Latest HIPAA Settlement and OCR FAQ Emphasize (Again) the Importance of Properly Structuring the Bus Latest HIPAA Settlement and OCR FAQ Emphasize (Again) the Importance of Properly Structuring the Bus

Latest HIPAA Settlement and OCR FAQ Emphasize (Again) the Importance of Properly Structuring the Business Associate Relationship

On September 23, 2016, the United States Department of Health and Human Services, Office for Civil Rights (OCR) announced a settlement with Care New England Health Systems (CNE), “on behalf of each of the covered entities under its common ownership or control,” for potential violations of the HIPAA Privacy and Security Rules.  This latest settlement ups the wattage of the bright light OCR is shining on business associates (BA) and the business associate relationship.  It is particularly important because of OCR’s recent announcement that Phase 2 BA desk audits will begin next month.

CNE provides “centralized corporate support” as a BA of its subsidiary affiliated covered entities (CE).  Services include technical support and information security for the affiliated entities’ information systems.  In November 2012, Women & Infants Hospital of Rhode Island (WIH) – one of CNE’s subsidiary CEs – had notified OCR of the loss of unencrypted backup tapes containing approximately 14,000 individuals’ electronic protected health information (ePHI).  The hospital’s business associate agreement (BAA) with CNE was effective March 2005 and had not been updated to incorporate changes required by the 2013 Omnibus Final Rule.  WIH did not revise the BAA until August 2015, after OCR became involved.

OCR’s investigation indicated the following conduct occurred:

  • WIH disclosed protected health information (PHI) to its BA, CNE, and allowed CNE to create, receive, maintain, or transmit PHI on its behalf, without obtaining satisfactory assurances that the BA would appropriately safeguard the information.[1]  The hospital failed to renew or modify its existing BAA with CNE to include the applicable implementation specifications the Privacy and Security Rules require.[2]
  • WIH impermissibly disclosed at least 14,004 individuals’ PHI to its BA, CNE, by providing CNE access to PHI without obtaining satisfactory assurances – in the form of a written BAA – that the BA would appropriately safeguard the information.[3]
CNE, on behalf of the affiliated covered entities, including WIH, agreed to pay a $400,000 resolution amount, and enter into a two-year corrective action plan that includes implementing policies and procedures to address the BA relationship, workforce training, and security incident response.

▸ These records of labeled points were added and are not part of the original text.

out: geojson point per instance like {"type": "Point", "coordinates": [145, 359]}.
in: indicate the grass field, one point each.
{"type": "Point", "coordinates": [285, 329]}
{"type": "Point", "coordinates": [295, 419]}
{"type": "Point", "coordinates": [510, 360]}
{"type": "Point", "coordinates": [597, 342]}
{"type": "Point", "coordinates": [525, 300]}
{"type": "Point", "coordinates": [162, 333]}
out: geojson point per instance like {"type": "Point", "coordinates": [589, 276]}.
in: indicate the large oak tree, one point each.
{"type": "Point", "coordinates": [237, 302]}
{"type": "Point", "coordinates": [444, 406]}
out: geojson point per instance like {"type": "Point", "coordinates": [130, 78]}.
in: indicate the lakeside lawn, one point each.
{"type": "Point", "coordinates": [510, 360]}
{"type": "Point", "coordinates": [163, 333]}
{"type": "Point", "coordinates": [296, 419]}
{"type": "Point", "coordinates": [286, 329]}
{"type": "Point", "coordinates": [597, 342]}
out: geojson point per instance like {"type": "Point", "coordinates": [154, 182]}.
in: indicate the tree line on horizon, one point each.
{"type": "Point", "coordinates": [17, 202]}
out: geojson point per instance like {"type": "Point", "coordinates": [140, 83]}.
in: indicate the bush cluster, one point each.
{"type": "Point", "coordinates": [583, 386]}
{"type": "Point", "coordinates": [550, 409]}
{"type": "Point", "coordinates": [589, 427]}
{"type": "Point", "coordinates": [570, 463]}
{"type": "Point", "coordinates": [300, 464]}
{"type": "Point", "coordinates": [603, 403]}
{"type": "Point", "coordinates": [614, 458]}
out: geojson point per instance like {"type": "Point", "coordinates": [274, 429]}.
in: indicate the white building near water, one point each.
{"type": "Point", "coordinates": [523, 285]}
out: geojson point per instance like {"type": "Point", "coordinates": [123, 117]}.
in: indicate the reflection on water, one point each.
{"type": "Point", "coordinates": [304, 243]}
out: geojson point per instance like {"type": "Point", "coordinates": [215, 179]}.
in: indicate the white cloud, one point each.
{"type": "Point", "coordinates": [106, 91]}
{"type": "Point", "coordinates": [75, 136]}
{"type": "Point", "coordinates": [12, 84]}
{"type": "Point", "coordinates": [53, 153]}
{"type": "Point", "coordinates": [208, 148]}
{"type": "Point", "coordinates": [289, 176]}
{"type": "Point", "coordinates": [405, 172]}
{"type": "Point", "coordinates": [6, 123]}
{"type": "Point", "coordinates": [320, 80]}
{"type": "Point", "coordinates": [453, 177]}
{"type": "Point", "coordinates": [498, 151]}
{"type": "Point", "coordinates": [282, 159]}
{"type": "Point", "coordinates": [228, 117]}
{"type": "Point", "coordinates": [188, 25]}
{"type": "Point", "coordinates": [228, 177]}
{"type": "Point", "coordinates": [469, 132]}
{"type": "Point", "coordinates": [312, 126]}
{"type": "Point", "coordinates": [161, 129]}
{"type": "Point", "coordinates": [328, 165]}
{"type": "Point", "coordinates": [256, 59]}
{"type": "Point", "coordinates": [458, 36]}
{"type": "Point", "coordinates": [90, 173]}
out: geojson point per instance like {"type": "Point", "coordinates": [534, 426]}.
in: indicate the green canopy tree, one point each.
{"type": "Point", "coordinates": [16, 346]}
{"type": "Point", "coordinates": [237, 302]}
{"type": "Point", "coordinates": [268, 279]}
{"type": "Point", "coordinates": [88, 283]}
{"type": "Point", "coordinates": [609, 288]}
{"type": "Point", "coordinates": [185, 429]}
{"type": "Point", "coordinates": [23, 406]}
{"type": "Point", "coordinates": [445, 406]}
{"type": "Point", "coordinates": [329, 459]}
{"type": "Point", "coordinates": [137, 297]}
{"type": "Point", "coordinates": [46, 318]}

Regarding the underlying breach, in July 2014, the hospital entered into a consent judgment with the Massachusetts Attorney General’s Office, and reached a $150,000 settlement.  The Massachusetts AG provides further details:

In April 2012, WIH realized that it was missing 19 unencrypted back-up tapes from two of its Prenatal Diagnostic Centers, one located in Providence, Rhode Island and the other located in New Bedford, Massachusetts.  The back-up tapes contained the personal information and protected health information of 12,127 Massachusetts residents.

In the summer of 2011, these back-up tapes were supposed to be sent to a central data center at WIH’s parent company, Care New England Health System and then shipped off-site in order to transfer legacy radiology information to a new picture archiving and communications system.  However, due to an inadequate inventory and tracking system, WIH allegedly did not discover the tapes were missing until the spring of 2012. Due to deficient employee training and internal policies, the breach was not properly reported under the breach notification statute to the AG’s Office and to consumers until the fall of 2012.
Under the terms of the State AG settlement, WIH agreed to take steps to ensure future compliance with state and federal data security laws and regulations, including maintaining an up-to-date inventory of the locations, custodians, and descriptions of unencrypted electronic media and paper patient charts containing personal information and PHI. The hospital also agreed to review and audit security measures and take any corrective measures recommended in the review.
OCR determined that the consent judgment with the Massachusetts AG sufficiently covered “most of the conduct” at issue in the breach, including failure to implement appropriate safeguards related to PHI on backup tapes, and failure to timely notify affected individuals.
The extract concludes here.